The case officer may also consider other relevant factors when determining the visa application.

(1) For primary applicants, decisions makers should have regard to the following

matters:

a) if multiple course loads would make successful completion of a course by the

primary applicant impossible or highly improbable;

b) if the primary applicant previously held a student visa - whether they were

reasonably engaged in the course of study for which the visa was granted, having

regard to whether:

i. they satisfied course requirements for the course;

ii. they participated in assessment activities for the course;

iii. they commenced and completed their course as scheduled;

iv. they demonstrated logical course progression;

v. there is a history of starting, but not completing courses; and

vi. there are study gaps of concern, a pattern of changing or deferring courses,

changing to unrelated courses or changing education providers.

(2) Decision makers must also have regard to any other relevant information provided in

respect of the visa application when assessing applicants against paragraph

500.212(c) or 500.312(c) (as applicable). This includes information that may be

either beneficial or unfavourable to the applicant.

 

It seems pretty similar to the Genuine Temporary Criterion, but the visa applicant may have more to prove to obtain a student visa. It will be a short-term pain for educational providers and potential student visa holders, and we will see a growing number of refusals.


There is also high scrutiny in onshore applications for those who are swapping visas, i.e. from tourist to student or from working holiday to student visa.


I am predicting a reshuffle in the industry.


My advice would be if you are holding a substantive visa in Australia without ‘No further stay conditions’, you can lodge an onshore student visa.
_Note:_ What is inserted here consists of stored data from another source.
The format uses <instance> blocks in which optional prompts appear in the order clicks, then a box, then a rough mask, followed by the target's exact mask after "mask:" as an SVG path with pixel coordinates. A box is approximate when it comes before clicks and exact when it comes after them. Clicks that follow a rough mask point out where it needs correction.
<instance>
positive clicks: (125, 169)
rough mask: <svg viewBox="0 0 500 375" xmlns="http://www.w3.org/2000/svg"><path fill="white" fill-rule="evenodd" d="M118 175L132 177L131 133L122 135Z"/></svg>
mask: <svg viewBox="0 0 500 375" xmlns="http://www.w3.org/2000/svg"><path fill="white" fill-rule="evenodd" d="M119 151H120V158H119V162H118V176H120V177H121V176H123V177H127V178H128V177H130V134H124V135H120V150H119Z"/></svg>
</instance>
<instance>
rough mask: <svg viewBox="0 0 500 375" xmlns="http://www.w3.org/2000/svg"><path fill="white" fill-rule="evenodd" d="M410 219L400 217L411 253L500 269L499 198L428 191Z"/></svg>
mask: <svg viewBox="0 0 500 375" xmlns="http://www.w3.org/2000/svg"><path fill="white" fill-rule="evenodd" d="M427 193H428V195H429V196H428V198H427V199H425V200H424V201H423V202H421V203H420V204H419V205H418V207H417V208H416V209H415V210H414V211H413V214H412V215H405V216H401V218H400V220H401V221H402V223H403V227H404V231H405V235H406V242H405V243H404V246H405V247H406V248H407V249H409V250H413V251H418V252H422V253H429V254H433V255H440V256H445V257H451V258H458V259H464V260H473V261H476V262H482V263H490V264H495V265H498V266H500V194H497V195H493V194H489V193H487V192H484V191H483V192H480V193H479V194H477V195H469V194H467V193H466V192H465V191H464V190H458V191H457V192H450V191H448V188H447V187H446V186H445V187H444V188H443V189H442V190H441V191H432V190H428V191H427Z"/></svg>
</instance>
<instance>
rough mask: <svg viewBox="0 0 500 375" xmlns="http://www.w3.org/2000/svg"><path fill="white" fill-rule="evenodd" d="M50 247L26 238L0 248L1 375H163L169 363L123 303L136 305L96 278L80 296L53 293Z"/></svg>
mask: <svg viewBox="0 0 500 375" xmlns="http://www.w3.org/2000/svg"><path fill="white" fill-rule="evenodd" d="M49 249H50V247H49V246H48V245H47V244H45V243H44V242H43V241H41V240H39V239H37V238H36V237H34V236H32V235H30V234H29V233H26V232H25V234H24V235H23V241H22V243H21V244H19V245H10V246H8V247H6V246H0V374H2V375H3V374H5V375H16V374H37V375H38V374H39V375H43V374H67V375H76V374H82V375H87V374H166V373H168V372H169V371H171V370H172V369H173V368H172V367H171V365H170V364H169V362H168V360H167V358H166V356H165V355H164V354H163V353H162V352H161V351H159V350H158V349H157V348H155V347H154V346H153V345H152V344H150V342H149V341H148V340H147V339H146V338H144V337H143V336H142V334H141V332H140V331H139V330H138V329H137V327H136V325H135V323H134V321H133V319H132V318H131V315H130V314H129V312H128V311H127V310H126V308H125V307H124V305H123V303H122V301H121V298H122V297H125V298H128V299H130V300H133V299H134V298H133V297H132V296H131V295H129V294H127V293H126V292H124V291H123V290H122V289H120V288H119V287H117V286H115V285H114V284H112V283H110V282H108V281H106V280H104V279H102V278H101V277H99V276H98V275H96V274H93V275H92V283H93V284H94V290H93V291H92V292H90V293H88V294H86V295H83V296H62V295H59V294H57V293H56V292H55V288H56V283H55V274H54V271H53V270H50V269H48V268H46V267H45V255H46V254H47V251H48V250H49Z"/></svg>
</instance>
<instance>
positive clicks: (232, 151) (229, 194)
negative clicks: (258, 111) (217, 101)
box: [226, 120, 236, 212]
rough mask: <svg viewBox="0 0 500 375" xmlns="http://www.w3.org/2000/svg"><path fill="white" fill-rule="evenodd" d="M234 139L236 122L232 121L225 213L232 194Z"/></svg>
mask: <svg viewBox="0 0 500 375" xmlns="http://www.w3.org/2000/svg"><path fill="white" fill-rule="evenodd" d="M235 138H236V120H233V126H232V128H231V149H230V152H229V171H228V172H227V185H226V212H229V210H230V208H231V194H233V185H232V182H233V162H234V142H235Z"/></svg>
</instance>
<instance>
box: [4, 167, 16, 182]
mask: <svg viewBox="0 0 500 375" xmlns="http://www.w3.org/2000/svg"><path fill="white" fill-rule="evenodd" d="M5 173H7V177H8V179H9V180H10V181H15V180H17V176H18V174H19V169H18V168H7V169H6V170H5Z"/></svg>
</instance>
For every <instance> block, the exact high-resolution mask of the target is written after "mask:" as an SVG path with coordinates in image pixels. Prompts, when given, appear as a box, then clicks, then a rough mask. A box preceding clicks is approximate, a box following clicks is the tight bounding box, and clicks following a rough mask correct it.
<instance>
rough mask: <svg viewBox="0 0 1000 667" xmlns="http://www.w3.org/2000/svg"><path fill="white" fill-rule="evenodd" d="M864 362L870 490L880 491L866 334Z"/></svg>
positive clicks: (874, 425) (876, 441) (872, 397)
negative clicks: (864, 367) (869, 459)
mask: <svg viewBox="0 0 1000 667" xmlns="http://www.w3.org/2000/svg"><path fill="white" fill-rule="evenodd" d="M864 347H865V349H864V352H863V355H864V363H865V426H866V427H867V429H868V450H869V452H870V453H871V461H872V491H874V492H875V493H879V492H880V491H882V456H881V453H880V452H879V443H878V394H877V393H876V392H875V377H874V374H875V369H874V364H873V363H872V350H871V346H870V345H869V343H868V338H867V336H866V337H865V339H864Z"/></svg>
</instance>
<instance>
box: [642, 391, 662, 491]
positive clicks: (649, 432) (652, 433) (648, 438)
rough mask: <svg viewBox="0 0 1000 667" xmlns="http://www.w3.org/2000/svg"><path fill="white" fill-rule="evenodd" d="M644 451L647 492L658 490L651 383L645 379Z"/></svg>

If you have a refusal, you still be able to appeal to the AAT. I am not encouraging bogus visa applications but if you are fulfilling the GS requirements, there is no reason you cannot lodge an onshore student visa.


S55 of the Migration Act states that ‘Until the Minister has made a decision whether to grant or refuse to grant a visa, the applicant may give the Minister any additional relevant information and the Minister must have regard to that information in making the decision.’